By Duncan Mackay in Lausanne

December 9 - The International Olympic Committee (IOC) is set to get its first brother and sister as members after Prince Faisal of Jordan (pictured) was among six nominations to join the Movement proposed here today.


Faisal, the son of King Hussein and Princess Muna Al Hussein, is the older brother of Princess Haya, the head of the International Equestrian Federation (FEI), who has been a member of the IOC since 2005.

The Prince, 46, is the younger brother of King Abdullah II of Jordan and was educated in Britain and the United States.

He is currently the head of the Jordanian Olympic Committee (JOC) and has long held an ambition to be a member of the IOC.

Also set to join the IOC, following the recommendation of the Executive Board, which started its two-day meeting here this morning, is Pat McQuaid, the President of the International Cycling Union (UCI), a role he took over from Hein Vebruggen, formerly a high-ranking member of the Olympic Movement who was chairman of the Coordination Commission that oversaw preparations for the 2008 Beijing Olympics.

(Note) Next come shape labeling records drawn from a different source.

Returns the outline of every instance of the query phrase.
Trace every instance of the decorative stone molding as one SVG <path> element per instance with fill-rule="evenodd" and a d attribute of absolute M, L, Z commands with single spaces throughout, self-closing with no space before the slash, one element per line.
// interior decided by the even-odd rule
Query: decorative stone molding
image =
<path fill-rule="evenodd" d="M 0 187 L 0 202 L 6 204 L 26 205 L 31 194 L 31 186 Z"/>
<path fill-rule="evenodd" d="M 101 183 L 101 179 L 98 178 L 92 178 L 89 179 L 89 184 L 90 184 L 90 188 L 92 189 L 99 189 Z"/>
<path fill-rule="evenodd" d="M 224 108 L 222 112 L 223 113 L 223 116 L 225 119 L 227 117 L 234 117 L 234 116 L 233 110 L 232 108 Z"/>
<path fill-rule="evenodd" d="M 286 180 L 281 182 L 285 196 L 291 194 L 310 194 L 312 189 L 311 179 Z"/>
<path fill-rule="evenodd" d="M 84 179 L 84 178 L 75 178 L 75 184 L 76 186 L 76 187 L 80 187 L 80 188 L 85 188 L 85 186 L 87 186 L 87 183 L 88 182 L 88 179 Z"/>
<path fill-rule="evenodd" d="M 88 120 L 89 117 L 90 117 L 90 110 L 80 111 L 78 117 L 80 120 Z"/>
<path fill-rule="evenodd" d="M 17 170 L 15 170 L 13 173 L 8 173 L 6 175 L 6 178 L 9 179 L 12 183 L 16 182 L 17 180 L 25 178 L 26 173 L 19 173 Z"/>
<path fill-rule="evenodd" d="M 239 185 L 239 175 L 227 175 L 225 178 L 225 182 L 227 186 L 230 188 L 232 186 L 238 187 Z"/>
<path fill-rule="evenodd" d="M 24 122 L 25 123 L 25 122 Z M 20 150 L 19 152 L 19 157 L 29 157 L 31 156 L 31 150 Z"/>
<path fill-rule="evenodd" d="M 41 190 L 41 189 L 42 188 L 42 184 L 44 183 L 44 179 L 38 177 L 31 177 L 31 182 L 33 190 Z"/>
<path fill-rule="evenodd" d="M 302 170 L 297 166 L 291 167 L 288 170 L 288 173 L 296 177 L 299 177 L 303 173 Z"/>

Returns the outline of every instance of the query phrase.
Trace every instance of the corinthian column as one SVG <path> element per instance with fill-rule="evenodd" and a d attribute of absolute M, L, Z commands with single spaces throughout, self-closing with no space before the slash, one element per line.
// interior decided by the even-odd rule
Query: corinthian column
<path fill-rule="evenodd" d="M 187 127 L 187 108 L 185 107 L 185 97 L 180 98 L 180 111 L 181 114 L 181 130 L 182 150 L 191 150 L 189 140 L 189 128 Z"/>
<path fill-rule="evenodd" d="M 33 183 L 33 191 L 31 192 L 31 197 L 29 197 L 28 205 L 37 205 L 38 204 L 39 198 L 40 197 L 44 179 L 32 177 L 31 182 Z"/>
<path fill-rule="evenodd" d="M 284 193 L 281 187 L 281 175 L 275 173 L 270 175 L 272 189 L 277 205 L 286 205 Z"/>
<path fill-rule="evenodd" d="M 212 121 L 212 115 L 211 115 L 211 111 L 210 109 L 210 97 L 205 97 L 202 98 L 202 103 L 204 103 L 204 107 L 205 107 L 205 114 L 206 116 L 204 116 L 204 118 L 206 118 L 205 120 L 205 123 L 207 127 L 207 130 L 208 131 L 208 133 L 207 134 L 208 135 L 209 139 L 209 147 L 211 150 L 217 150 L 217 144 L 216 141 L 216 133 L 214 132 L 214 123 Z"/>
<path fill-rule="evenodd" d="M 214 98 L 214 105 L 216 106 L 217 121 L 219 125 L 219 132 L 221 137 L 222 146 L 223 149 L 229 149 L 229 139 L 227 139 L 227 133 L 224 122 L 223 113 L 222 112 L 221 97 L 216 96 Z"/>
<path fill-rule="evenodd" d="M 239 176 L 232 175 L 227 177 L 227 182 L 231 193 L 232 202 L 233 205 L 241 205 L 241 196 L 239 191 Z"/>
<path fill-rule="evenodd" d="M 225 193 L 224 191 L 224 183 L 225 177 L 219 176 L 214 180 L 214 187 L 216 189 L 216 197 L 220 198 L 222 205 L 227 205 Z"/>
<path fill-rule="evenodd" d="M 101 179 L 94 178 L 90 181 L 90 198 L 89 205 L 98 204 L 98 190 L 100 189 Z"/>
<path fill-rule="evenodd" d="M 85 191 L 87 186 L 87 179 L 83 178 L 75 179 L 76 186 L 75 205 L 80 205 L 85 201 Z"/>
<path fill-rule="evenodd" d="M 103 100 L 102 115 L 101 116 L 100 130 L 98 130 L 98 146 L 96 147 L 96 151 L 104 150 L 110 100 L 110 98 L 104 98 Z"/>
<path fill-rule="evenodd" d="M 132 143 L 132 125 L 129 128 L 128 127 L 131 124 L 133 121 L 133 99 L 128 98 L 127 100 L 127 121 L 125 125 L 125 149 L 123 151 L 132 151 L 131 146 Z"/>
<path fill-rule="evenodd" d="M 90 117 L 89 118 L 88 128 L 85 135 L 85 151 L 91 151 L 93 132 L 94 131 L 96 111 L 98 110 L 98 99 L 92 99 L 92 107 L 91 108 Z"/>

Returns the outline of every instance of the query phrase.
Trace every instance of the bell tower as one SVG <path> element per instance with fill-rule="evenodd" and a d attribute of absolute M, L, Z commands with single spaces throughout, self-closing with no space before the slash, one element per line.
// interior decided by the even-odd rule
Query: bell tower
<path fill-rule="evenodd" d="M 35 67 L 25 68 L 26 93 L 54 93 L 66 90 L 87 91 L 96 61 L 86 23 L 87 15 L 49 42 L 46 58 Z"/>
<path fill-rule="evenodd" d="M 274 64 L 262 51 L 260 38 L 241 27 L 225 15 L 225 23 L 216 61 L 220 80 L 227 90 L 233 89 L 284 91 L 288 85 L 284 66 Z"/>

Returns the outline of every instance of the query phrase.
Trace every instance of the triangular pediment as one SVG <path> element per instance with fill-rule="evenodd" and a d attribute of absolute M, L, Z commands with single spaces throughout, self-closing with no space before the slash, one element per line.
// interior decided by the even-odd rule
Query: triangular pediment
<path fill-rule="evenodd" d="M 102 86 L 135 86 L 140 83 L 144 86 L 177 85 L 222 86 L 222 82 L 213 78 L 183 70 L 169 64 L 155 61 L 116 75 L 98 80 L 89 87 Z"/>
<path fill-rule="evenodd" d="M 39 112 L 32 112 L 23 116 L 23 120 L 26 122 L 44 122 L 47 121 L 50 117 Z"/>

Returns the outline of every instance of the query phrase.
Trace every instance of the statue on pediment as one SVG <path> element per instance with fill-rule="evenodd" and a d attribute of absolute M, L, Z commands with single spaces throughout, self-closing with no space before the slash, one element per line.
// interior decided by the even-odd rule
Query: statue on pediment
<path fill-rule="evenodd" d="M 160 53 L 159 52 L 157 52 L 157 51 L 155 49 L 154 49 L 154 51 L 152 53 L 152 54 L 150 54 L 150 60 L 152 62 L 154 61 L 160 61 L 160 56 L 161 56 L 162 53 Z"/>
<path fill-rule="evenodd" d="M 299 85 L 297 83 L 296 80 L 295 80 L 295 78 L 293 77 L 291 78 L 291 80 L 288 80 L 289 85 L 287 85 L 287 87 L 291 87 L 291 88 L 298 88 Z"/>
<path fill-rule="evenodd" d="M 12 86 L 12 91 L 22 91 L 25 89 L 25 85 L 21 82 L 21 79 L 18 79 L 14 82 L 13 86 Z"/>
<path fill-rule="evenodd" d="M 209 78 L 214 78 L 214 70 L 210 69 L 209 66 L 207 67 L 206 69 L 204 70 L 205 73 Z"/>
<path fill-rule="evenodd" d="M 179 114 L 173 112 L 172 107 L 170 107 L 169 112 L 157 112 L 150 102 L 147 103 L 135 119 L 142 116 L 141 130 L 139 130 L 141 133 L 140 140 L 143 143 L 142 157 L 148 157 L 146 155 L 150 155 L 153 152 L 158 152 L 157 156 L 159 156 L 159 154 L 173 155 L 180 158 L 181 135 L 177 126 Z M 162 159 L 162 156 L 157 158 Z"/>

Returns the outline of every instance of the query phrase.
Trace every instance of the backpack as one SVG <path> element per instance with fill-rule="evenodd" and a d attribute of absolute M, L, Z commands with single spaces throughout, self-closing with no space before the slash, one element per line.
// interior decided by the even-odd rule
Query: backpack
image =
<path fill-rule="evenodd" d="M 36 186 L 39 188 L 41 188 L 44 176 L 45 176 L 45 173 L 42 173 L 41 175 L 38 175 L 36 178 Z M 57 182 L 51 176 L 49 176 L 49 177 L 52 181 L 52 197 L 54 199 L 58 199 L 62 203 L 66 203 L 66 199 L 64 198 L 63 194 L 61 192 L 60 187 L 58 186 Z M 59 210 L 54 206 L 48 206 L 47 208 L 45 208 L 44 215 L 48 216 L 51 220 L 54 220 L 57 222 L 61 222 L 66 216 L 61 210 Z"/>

McQuaid, 60, is a former professional cyclist.

He moved into administration after his career finished in 1982 and he was the President of the Irish Cycling Federation from 1996 to 1996 and took over as President of the UCI in 2006.

If he is officially elected at the IOC Session in Vancouver on the eve of the Winter Olympics next February - which is expected to be a formality - he will become the IOC's second Irish member, taking his place alongside Pat Hickey.

The nominations for new members includes three women.

They are led by Yang Yang (pictured), a 33-year-old Chinese short-track speed skater who has won five Olympic medals, including two gold, in a career that has seen her making three appearances in the Games.

When she won the 500 metres at Salt Lake City in 2002 she became the first Chinese ever to win a gold medal in the Winter Olympics.

The other women put forward for election are Marisol Casado, President of the International Triathlon Union (ITU), and Dagmawit Girmay Berhane, an official of the Ethiopian Olympic Committee whose background is in badminton.

The last nomination for election is Barry Maister, the 61-year-old secretary general of the New Zealand Olympic Committee (NZOC).

Maister was a member of the New Zealand hockey team that won the Olympic gold medals at Montreal in 1976.

The IOC currently has 112 members, but four will retire at the end of the year.

The six new members will bring the total to 114, including 20 women.